Thieves operating throughout the West Midlands have cost firms a staggering £169 million in the past year, it emerged today.
Products such as packaged meat, cheese, shaving products and lip gloss are particularly favoured because they are easy to pocket and can be sold within minutes of being pilfered.
Experts have been told by shoplifters that they can offload goods by simply carrying out "door-to-door" sales or by touting them in local pubs. Some are even stealing to order.
Figures provided to the Express & Star show shoplifters cost businesses in the region £88.2m last year while theft from their own employees cost them a further £60.8m.
Professor Joshua Bamfield, director of the Centre for Retail Research, said:
"We interview thieves and talk to them about how they get rid of their stuff
"Typically, thieves take the kind of things they can get rid of within two to three minutes of picking them up.
"Shoplifters know providing they don't get too greedy, there's so much they can get away with.
"We'd like to see tougher penalties for those who steal.
"Retailers need to also pay a lot more attention to this kind of activity because as they are aware, profit at this moment in time is difficult to come by."
Last week a serial shoplifter from Bloxwich who went on a crime spree at Co-op stores was given a suspended prison term.
Shaun Moore, 32, of Marlborough Street, targeted stores in Willenhall and Wednesfield and in one case took 20 tins of salmon.
And at the start of the month, Layton Griffiths, 24, of High Street, Bilston, admitted stealing £42.64 worth of goods including Nescafe coffee, Lynx body spray and lager from the Uplands Store in Wolverhampton.

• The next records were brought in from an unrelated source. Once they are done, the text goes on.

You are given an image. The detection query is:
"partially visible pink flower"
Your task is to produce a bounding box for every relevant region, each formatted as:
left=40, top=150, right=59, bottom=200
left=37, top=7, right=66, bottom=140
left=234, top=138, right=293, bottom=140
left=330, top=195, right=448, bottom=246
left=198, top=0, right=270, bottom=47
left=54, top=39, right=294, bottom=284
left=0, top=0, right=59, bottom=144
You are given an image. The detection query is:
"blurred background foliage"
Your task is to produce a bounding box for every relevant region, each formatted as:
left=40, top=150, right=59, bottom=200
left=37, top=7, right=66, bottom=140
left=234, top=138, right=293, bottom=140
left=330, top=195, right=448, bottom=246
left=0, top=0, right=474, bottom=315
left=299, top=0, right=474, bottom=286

He was jailed for 14 weeks.
Last month, it emerged that shoplifters had stolen more than £360,000 worth of goods from Dudley's Merry Hill Shopping Centre, Wolverhampton's Mander Centre and the Bullring in Birmingham, striking 2,169 times between April 2010 and the end of September.

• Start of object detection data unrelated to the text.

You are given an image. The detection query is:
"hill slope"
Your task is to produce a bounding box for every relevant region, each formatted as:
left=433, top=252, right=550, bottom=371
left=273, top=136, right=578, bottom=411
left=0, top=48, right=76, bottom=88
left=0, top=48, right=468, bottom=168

Of the three centres, Merry Hill was the worst-hit, reporting 1,045 thefts.
It is estimated that between 50 and 60 per cent of beat officers' time is taken up with retail crime.
Celebrity chef Antony Worrall Thompson issued an apology last week after stealing cheese and wine from a branch of Tesco.
The 60-year-old Ready Steady Cook star was arrested by police and given a caution after he was caught stealing from a branch of the supermarket in Henley-on-Thames, Oxfordshire, while using a self-scanning till.